D.I.Y. – Do It Yourself
We all have our personality traits that make us who we are and we can not change those traits anymore than a zebra could change its stripes. For better or worse, our traits make us unique and some investors are not cut out to purchase turn-key properties. For an investor who has spent his or her life being in charge, and is a hands-on type of person, purchasing a turn-key investment property is a recipe for disaster. The very definition of turn-key means that a product or service can be utilized without any additional work being required by the buyer. When it comes to real estate, that means that the property is renovated and often occupied and there really are no decisions left to be made. Most turn-key companies are designed to provide every possible service for an investment property and leave very little control or decision making process to the investor. That is, in fact, the point of using a turn-key company in the first place; to make fewer decisions! If you enjoy the process of renovating a property, working with your tenants, or would have any trouble letting go of responsibilities, then turn-key investments may not be a good idea.

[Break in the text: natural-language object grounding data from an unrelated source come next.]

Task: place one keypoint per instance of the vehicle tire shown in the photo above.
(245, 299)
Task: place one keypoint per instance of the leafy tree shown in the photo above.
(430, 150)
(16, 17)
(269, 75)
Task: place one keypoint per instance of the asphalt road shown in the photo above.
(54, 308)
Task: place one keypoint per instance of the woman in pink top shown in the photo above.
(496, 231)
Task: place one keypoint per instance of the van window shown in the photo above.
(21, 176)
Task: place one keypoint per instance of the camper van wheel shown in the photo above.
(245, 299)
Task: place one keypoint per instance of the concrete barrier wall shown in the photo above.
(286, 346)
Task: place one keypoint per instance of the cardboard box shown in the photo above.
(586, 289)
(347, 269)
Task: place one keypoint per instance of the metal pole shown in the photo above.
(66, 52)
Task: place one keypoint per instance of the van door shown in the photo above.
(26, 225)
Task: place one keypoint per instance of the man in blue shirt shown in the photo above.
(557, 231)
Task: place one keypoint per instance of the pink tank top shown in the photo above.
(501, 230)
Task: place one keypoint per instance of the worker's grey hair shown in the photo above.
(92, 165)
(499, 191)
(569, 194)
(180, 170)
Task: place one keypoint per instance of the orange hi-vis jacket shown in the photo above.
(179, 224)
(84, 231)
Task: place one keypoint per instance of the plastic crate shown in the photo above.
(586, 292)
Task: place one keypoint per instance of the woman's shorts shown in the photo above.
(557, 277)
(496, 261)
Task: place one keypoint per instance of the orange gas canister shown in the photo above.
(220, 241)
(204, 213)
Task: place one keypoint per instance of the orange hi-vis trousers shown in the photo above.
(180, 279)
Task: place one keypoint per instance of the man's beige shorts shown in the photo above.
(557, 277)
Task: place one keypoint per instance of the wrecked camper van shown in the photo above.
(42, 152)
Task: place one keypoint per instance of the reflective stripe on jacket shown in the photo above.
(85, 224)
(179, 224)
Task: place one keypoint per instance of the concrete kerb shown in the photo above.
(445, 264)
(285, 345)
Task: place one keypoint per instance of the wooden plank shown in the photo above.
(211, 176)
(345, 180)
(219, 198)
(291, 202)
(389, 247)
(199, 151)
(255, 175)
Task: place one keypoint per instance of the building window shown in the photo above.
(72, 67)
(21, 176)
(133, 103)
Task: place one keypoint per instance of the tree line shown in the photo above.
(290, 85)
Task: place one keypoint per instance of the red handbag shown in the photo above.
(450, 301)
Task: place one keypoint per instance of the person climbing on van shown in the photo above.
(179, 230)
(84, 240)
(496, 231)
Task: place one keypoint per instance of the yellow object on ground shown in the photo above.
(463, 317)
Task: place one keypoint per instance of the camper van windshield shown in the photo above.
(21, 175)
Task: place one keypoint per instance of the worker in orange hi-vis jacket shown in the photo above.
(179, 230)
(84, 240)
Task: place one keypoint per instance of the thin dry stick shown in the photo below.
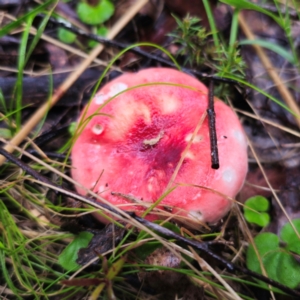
(39, 114)
(284, 92)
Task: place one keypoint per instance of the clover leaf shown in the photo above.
(278, 259)
(68, 256)
(255, 211)
(95, 15)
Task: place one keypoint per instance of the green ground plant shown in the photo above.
(36, 255)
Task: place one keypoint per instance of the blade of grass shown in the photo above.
(19, 137)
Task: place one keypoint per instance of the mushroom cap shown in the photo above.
(133, 140)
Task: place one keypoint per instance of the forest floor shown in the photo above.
(54, 55)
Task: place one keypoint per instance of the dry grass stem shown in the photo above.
(40, 113)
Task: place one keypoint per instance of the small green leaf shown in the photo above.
(101, 31)
(72, 128)
(94, 15)
(278, 263)
(68, 257)
(255, 211)
(288, 272)
(66, 36)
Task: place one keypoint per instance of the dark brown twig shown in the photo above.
(161, 230)
(212, 127)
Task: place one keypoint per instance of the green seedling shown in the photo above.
(94, 15)
(67, 259)
(279, 256)
(255, 211)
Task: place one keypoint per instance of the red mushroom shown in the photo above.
(131, 146)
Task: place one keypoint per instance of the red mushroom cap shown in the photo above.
(133, 142)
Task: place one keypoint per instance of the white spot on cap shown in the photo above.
(117, 88)
(228, 175)
(189, 155)
(196, 215)
(240, 137)
(197, 138)
(169, 104)
(101, 98)
(97, 129)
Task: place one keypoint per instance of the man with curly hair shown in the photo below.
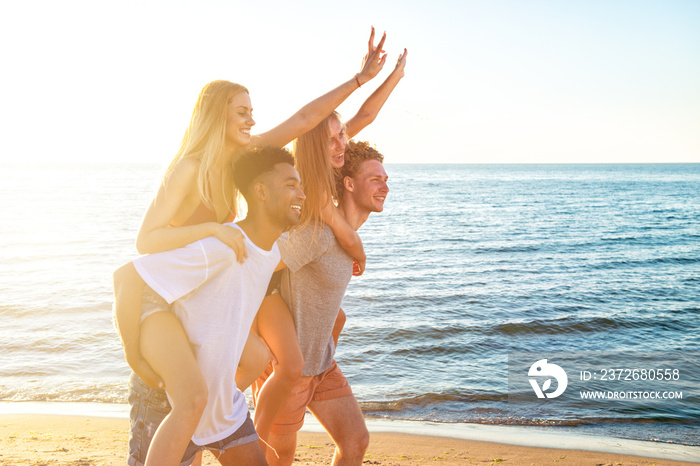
(313, 284)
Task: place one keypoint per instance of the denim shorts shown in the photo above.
(149, 406)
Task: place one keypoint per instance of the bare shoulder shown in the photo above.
(183, 175)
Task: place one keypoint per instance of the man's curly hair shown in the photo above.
(253, 163)
(356, 153)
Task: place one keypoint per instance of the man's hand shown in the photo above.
(144, 370)
(358, 267)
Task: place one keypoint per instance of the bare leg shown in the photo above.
(254, 360)
(165, 346)
(248, 454)
(128, 294)
(276, 326)
(343, 420)
(285, 445)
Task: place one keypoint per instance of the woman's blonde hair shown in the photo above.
(205, 138)
(313, 162)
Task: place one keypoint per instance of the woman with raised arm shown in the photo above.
(196, 195)
(318, 154)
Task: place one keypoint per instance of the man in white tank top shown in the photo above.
(216, 298)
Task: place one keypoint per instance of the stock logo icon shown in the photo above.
(544, 369)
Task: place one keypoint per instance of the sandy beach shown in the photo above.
(37, 439)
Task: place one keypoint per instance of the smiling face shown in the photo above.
(369, 186)
(285, 196)
(239, 120)
(336, 142)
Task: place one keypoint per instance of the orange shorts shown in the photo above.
(328, 385)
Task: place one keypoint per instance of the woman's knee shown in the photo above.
(191, 399)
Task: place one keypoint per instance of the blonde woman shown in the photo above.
(198, 194)
(318, 153)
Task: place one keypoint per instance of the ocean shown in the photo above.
(475, 273)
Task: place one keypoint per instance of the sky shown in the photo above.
(486, 81)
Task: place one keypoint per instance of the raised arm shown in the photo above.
(156, 236)
(370, 108)
(347, 237)
(315, 111)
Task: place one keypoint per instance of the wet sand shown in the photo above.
(37, 439)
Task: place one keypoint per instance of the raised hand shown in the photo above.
(373, 62)
(401, 63)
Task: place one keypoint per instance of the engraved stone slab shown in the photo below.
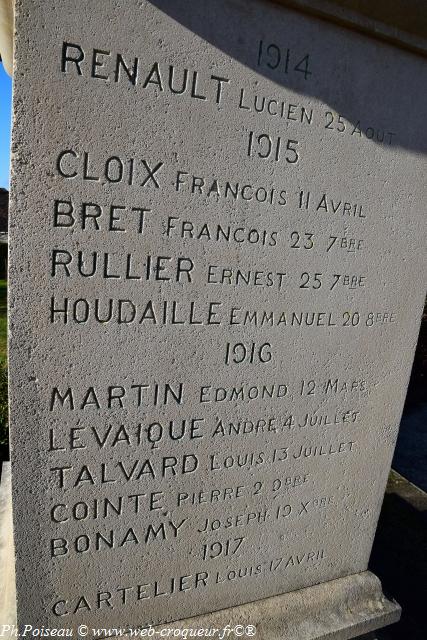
(217, 247)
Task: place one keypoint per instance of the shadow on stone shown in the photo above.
(399, 558)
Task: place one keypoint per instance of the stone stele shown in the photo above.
(217, 241)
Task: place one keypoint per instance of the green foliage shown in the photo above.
(4, 436)
(3, 405)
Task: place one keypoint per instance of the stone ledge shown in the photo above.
(337, 610)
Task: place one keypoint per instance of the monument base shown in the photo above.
(336, 610)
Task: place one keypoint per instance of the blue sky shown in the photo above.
(5, 111)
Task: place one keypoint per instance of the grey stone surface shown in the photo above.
(136, 148)
(339, 609)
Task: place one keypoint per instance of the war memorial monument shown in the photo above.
(216, 280)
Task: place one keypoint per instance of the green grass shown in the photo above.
(3, 321)
(4, 436)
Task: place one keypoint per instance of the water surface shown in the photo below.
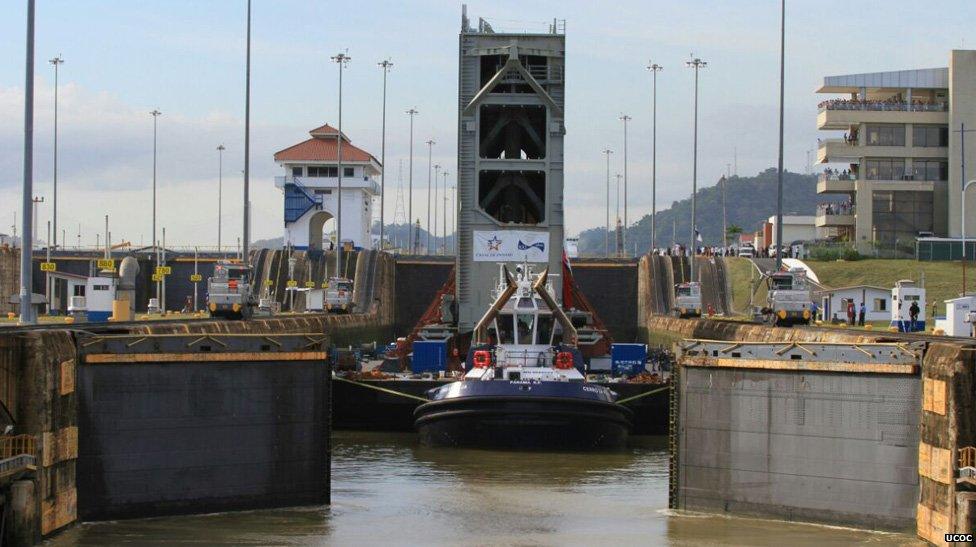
(387, 490)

Turn-Key Real Estate: The Bottom Line
One of my first real estate mentors taught me that when evaluating a deal, the only price I should worry about was my price. If I wasted my time worrying about what the seller was making, I would end up buying all the wrong deals. When purchasing from a turn-key vendor, investors will absolutely pay a premium for the service they receive. Whether that service is any good or not is a whole separate story, but that company is adding a premium to provide services. It is up to the investor to decide if the price for the property meets their needs. They need to decide if the return is going to be adequate for their investment strategy. Worrying about the companies profit margin takes an investors eye off the important numbers.
Understanding that the returns are going to be smaller and the purchase price points will be higher is a great first step for an investor buying turn-key properties. If an investor wants the services provided by a turn-key vendor but wants to dictate what that service is worth, then that sets up a never ending circle of negotiating that leaves no one satisfied. Again, that does not mean not to ask questions, but turn-key companies provide convenience for investors and an investor should want to do business with profitable, successful turn-key companies. These, after all, are the companies investors are asking to manage their investment portfolios and their success is a big part of an investors success.
Turn-key companies provide a very valuable service for real estate investors, but that does not mean all investors will find success when buying turn-key properties. Many investors find themselves in markets where long-term buy & hold strategies are not possible and they have to look elsewhere to find good properties to buy for long-term gain. They instinctively begin to look for opportunities and invariably will find turn-key companies. An investor who can see past the possible road blocks listed above and work with a turn-key provider can find success and should be able to build a good long-term portfolio. An investor who can be honest about the road blocks listed above and realize that turn-key solutions may not be best for them, will save themselves and others a lot of time, energy, and headaches.